How it feels to be crushed by a literary agent
In the wake of Hamilton Nolan’s recent bitchfest about the onslaught of “attention addiction” memoirs, author Mara Altman return-serves the Gawker editor with her latest overshare, “That’s What She Said”, on Amazon’s Kindle Singles. And, of all the things that her big neurotic knot of essay covers — having a novel rejected, learning the ropes of standup comedy, pissing in the shower while blowing her husband — the moment in which the 31-year old gets pummeled by her literary agent might be the most resounding.
Maybe it’s because failure is always more telling of one’s character than success is. Maybe it’s the bravery that comes with enduring rejection. Or perhaps it’s simply because Mara has a foul mouth and manages to somehow connect every single one of her revelations to her rectum.
Excerpted from Kindle’s preview page:
I was doing some pre-dinner snacking at The Hummus Kitchen, I closed my eyes and imagined my future: I had met the author Martin Amis at the National Book Awards. We were hanging out like old friends, giggling about the nicknames we’d given our hemorrhoids. It was awesome. He’d called his Lloyd. I’d named mine Madeline.
My agent’s call interrupted my daydream. I stepped outside to answer. We exchanged the usual pleasantries, like “Hello.”
“So tell me something,” he then said, quickly.
I assumed he must need the routing number on my checking account.
“Do you really think your main character is sympathetic?”
I stood on that street corner for the next 20 minutes in mute silence, feeling like I’d taken the wrong turn in a horror flick — you know the moment, when the sudden change in lighting and background music signals an impending stabbing or limb dismantling. I put my hands in my pocket, just to be safe.
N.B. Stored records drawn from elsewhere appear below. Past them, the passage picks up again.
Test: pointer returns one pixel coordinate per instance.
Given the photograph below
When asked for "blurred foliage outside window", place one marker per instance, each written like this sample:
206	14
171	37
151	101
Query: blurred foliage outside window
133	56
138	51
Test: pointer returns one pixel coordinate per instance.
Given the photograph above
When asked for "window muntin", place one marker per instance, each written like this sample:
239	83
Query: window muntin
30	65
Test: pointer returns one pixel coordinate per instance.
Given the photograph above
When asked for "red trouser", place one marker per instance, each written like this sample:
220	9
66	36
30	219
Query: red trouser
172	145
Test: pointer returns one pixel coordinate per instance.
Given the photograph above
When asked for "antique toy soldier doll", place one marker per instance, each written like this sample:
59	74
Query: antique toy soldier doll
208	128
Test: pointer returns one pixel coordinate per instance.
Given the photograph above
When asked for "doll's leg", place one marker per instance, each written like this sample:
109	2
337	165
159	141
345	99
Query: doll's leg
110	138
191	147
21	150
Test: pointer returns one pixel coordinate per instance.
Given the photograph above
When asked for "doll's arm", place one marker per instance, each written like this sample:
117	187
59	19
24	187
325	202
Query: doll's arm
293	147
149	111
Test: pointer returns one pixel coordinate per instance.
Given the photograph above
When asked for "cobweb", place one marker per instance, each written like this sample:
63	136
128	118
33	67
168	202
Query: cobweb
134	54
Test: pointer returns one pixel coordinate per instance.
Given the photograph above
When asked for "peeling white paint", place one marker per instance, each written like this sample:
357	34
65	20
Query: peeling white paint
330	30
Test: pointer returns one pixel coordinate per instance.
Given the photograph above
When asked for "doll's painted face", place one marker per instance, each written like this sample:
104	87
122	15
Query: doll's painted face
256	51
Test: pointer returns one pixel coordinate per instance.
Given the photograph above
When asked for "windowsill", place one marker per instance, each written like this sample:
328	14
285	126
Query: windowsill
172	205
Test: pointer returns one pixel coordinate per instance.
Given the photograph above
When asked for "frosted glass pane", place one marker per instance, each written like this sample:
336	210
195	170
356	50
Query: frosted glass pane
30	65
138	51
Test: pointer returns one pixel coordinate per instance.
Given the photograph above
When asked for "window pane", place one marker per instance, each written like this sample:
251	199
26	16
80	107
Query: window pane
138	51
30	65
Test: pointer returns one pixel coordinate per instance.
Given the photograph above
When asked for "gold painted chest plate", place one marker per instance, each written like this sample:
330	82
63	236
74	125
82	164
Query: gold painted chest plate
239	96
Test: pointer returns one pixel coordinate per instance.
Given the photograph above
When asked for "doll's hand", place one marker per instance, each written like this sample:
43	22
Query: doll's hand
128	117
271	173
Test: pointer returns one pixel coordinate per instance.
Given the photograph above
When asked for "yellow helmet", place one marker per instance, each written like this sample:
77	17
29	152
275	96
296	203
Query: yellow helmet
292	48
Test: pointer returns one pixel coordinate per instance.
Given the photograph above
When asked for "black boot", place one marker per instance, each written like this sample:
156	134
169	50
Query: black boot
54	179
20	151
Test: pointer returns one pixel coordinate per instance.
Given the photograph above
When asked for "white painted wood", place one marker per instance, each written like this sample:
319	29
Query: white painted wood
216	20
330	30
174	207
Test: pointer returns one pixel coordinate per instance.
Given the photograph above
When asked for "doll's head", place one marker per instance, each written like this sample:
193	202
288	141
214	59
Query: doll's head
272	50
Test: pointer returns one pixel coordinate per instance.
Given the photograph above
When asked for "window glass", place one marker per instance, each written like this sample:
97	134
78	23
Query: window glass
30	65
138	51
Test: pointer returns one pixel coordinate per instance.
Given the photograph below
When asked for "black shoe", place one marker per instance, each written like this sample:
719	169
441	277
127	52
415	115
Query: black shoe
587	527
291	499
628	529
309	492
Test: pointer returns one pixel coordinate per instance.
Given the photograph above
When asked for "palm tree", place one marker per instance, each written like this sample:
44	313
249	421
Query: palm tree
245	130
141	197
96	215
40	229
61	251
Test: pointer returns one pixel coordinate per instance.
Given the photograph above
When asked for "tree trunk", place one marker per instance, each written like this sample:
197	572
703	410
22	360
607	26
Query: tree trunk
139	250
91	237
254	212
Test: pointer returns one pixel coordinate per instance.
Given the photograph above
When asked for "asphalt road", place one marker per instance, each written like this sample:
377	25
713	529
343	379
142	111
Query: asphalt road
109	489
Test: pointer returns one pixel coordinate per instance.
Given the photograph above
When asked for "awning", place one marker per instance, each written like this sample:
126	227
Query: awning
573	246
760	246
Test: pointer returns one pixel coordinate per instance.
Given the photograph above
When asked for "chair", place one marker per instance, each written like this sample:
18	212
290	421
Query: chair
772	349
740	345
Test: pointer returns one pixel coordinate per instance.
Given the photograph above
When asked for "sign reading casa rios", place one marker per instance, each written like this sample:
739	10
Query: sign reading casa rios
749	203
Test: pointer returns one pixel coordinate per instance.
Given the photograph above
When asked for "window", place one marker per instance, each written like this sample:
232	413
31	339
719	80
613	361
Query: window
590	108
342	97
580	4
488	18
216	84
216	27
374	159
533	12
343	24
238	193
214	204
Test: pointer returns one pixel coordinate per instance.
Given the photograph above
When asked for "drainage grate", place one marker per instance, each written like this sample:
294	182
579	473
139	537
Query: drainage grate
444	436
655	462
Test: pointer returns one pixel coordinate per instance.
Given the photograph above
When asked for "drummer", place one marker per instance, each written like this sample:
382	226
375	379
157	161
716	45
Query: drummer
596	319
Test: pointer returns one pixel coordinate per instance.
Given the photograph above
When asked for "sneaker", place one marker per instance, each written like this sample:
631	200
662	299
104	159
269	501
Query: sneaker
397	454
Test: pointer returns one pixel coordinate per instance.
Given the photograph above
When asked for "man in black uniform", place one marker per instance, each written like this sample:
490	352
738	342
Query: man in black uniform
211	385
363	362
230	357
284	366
Meanwhile, he continued full force, tearing my book apart. Basically, he opened up my skull and took a huge dump inside.
I finally stopped paying attention, and focused instead on the hope that my throbbing headache was, in fact, an inoperable brain tumor, and that I would be dead before he finished his scathing critique.
“… and frankly, I don’t even want to see a revision of this!”
Hearing those words, I suddenly flashed back to the moment during my freshman year at college in the spring of 2000 when Sam, my boyfriend (at least, that’s how I’d been referring to the cute guy who sat next to me in Spanish lit), left an “it’s not you, it’s me” message on an answering machine I shared with two roommates. They stared at me with wide-eyed pity while Sam droned on. “Oh, and no need to call back,” he had said before hanging up.
My agent was firing me! He was sticking his thumbs up my ass! I had been canned by an employee of Mara Altman Incorporated! My novel had put me out of fucking business.
Full disclosure: Mara is a friend, but she did not put me up to posting this.